Greece: why did its economy fall so hard?

With Greece's economy in desperate trouble, Harry Wallop explains how the country got into such a mess.

By Harry Wallop, Consumer Affairs Editor

Greece has long lived beyond its means and spent much of the last two centuries defaulting on its debts. Joining the euro was meant to put an end to all that. However, it merely seems to have exacerbated its problems.

It was no surprise to any economist that the European Union, at first, refused to allow the country to join the euro when the new currency started in 1999.

Quite simply, its debts were too high and inflation was out of control. By 2000, the EU finally allowed it to join, though there were suspicions at the time that Greece was operating a "limbo dance" – squeezing its figures to hit the stringent euro criteria, only for them to flip back to dangerous levels once it had entered. Indeed many believe Greece simply lied about its figures to gain entry.

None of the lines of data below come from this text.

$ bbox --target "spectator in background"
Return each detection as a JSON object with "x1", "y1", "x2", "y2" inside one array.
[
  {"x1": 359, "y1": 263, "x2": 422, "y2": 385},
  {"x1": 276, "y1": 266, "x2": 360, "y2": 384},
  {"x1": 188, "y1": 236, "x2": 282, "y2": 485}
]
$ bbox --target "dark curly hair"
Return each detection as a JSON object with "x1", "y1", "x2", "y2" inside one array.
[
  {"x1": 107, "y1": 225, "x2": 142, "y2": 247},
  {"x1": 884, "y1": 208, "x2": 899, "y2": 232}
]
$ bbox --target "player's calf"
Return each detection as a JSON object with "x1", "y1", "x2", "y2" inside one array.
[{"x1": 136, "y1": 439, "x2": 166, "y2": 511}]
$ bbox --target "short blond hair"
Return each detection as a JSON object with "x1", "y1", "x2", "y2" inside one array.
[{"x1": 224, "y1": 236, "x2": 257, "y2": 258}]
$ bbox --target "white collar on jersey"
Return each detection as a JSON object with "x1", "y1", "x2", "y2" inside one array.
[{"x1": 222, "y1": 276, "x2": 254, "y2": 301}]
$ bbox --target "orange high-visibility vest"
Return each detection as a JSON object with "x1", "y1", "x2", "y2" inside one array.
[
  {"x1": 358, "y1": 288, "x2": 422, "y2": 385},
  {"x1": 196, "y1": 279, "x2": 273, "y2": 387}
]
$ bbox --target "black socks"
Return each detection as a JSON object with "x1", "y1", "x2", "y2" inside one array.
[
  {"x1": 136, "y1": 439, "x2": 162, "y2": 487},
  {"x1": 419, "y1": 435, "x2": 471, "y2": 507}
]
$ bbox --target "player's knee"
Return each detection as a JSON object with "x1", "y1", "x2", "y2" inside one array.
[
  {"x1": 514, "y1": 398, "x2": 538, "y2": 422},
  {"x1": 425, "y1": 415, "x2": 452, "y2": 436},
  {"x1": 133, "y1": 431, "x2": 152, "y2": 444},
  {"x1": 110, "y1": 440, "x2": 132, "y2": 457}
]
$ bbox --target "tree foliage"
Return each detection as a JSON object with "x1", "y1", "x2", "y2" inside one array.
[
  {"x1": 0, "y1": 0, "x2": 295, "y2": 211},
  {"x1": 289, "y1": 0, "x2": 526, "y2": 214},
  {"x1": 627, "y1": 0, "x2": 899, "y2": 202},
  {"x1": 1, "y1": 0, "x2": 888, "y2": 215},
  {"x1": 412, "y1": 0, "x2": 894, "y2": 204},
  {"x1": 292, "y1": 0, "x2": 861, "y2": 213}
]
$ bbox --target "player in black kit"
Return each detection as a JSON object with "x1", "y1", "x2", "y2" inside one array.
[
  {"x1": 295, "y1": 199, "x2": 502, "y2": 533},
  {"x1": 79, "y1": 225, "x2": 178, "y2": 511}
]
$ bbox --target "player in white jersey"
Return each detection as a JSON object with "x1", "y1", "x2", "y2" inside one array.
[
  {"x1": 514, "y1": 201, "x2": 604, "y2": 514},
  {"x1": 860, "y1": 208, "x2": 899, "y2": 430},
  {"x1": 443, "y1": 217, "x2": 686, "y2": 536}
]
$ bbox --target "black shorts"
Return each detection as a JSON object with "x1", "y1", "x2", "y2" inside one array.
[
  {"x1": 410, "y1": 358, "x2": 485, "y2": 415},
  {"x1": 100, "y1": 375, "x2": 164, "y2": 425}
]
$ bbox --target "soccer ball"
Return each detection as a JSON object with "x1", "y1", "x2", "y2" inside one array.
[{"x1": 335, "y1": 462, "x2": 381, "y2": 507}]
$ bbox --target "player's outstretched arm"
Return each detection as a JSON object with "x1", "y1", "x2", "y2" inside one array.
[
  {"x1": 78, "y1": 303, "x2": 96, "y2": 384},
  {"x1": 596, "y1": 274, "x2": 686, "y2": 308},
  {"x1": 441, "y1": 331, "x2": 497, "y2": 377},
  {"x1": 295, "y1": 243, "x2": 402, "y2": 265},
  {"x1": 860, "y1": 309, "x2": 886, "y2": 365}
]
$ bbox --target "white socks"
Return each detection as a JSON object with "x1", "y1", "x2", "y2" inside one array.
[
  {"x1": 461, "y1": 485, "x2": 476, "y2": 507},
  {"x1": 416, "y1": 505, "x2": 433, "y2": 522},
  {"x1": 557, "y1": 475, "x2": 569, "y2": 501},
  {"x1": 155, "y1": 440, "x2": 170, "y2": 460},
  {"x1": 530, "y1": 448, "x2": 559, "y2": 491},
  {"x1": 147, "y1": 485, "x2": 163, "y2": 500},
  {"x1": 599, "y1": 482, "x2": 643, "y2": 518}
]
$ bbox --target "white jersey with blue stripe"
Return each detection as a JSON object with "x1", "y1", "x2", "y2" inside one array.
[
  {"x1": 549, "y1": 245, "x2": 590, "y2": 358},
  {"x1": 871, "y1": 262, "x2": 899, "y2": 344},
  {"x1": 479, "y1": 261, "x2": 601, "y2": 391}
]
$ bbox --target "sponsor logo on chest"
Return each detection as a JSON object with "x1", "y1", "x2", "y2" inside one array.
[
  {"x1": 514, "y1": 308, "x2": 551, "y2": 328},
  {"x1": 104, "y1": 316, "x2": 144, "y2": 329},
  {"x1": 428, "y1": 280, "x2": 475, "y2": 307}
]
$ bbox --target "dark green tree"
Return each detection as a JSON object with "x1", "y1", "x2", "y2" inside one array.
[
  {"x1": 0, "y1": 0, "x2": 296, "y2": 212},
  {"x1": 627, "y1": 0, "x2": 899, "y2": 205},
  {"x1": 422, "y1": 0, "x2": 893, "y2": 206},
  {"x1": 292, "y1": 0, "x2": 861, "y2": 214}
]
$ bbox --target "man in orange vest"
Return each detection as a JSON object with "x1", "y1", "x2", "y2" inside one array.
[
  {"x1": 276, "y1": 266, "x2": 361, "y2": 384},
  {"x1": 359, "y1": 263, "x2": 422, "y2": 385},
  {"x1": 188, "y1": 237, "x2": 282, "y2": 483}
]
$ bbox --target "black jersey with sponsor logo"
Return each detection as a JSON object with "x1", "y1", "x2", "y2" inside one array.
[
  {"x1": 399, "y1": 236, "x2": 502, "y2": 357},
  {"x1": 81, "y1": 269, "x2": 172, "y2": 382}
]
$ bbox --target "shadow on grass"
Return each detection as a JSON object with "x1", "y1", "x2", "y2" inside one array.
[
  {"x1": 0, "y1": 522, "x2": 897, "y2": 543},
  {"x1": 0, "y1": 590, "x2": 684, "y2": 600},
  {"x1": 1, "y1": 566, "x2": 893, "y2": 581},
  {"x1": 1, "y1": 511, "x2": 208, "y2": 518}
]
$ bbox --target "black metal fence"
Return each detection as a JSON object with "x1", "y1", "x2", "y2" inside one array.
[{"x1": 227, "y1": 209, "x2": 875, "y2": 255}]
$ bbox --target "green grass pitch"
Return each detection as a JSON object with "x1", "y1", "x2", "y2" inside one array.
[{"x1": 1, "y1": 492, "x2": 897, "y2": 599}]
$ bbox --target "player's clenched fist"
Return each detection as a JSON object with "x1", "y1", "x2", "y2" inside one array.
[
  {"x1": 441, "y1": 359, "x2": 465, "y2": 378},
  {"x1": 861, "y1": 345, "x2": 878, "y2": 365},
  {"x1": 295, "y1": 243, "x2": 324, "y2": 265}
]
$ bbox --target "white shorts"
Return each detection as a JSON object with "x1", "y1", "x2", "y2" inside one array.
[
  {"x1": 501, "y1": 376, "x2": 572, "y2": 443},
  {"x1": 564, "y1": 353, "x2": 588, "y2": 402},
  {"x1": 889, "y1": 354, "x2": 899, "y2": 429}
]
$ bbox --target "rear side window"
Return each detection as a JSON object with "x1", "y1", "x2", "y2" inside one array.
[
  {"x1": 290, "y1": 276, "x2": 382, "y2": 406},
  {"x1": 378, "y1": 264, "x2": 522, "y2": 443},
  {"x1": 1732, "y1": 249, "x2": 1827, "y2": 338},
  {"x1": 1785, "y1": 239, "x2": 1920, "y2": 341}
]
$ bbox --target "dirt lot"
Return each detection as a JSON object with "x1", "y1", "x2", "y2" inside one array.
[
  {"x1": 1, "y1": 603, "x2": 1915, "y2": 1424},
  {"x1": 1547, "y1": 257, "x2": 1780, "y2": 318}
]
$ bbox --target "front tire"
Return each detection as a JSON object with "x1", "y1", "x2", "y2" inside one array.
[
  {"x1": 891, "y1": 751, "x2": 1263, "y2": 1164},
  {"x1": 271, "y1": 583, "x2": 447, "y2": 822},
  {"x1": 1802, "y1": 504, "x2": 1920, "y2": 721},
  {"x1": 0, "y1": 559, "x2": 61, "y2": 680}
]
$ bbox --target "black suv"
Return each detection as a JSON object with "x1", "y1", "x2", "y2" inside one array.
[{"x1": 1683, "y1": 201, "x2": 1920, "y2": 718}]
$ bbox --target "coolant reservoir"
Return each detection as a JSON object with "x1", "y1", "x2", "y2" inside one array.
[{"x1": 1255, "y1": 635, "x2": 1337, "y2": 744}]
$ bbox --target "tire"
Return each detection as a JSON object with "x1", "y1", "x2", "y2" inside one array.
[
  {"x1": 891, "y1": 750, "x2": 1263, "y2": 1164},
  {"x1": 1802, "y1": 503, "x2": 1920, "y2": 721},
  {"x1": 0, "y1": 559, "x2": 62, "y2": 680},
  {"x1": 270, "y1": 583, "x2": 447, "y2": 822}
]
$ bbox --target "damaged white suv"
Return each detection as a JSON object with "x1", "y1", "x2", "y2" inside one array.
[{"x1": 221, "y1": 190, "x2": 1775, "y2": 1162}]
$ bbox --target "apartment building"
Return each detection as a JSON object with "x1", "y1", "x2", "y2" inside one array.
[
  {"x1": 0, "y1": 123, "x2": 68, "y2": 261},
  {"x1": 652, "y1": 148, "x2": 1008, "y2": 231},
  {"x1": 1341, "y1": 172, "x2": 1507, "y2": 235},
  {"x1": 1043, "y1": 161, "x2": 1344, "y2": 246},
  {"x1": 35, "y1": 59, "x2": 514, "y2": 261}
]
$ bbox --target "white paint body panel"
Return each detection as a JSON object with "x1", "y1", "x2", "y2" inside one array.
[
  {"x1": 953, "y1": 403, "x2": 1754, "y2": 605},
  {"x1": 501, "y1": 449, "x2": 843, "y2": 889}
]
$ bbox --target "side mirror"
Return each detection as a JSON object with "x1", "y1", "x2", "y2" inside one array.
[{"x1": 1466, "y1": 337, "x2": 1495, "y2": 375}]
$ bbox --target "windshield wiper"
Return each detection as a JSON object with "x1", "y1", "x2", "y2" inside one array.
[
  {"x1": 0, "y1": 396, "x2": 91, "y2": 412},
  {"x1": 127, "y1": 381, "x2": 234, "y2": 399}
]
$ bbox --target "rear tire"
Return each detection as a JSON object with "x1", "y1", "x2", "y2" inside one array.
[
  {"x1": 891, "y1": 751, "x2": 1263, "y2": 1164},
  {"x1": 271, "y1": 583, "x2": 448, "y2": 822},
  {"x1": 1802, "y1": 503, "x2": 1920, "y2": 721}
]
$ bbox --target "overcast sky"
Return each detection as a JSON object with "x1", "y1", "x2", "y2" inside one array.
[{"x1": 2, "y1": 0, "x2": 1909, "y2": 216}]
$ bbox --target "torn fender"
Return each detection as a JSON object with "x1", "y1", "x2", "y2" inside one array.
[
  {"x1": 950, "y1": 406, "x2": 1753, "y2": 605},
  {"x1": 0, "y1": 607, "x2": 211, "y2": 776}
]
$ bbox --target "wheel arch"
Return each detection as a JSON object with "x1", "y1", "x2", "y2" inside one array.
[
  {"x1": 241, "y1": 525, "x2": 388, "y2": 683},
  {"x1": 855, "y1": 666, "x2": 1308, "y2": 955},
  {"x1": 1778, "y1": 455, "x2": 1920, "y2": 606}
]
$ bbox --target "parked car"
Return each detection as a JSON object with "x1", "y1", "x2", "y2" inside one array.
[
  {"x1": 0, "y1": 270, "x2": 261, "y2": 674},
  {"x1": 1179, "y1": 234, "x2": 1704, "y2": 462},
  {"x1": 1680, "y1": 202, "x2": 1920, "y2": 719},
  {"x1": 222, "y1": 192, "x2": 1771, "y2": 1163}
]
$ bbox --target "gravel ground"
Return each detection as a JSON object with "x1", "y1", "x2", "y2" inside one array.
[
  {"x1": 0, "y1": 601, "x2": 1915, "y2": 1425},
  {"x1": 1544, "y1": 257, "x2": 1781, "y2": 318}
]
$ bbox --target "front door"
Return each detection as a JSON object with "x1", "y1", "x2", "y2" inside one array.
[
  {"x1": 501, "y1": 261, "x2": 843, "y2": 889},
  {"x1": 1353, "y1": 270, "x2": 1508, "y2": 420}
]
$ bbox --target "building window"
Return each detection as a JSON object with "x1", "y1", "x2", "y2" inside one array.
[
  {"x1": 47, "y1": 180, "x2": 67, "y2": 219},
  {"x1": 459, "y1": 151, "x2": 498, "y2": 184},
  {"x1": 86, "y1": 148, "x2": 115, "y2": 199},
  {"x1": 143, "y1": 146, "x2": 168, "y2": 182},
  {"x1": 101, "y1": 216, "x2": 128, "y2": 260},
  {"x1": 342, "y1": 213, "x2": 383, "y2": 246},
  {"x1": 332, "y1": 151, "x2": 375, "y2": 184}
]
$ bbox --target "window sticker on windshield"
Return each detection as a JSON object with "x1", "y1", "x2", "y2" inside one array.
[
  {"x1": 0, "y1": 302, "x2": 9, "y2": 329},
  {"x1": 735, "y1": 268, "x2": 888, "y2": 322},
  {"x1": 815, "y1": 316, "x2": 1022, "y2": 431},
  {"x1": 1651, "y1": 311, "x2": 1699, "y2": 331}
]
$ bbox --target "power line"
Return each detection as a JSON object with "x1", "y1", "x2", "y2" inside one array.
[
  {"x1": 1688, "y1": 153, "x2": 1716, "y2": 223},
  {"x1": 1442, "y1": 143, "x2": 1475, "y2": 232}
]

At the time its inflation was 4 per cent, much higher than the European average, and was suffering from one in ten people out of work – a higher figure than currently in recession-hit Britain.

By joining the euro, however, it suddenly enjoyed substantially lower interest rates, because the it was able to borrow in euros. Whereas during the 1990s, Greece had frequently had to pay out 10 per cent or more (18 per cent in 1994) to borrow money, its rate fell dramatically to 3 per cent or 2 per cent.

Ben May, Greek economist at think tank Capital Economics, said: "Their mistake was to go out, borrow money and use it to fund huge wage growth, rather than pay down its already substantial debts."

Greece went on a spending spree, allowing public sector workers' wages to nearly double over the last decade, while it continued to fund one of the most generous pension systems in the world. Workers when they come to retire usually receive a pension equating to 92 per cent of their pre-retirement salary. As Greece has one of the fastest ageing populations in Europe, the bill to fund these pensions kept on mounting.

Tax evasion, endemic among Greece's wealthy middle classes, meant that the Government's tax revenues were not coming in fast enough to fund its outgoings.

Hosting the Olympics in 2004, which cost double the original estimate of €4.5 billion, only made matters worse.

By the start of this year Greece's debt had hit €300 billion, more than the entire value of its annual GDP. This is unlikely to fall quickly, as its current budget deficit – how much its borrowing exceeds tax receipts – is running at 13.6 per cent of its gross domestic product, twice the Eurozone average.

Things have come to a head because the international rating agencies have cut Greece's credit rating, concerned that it will default on its debts. This has the immediate effect – just as when a credit agency cuts a consumer's rating – of pushing up the cost of its borrowing, setting off a vicious spiral.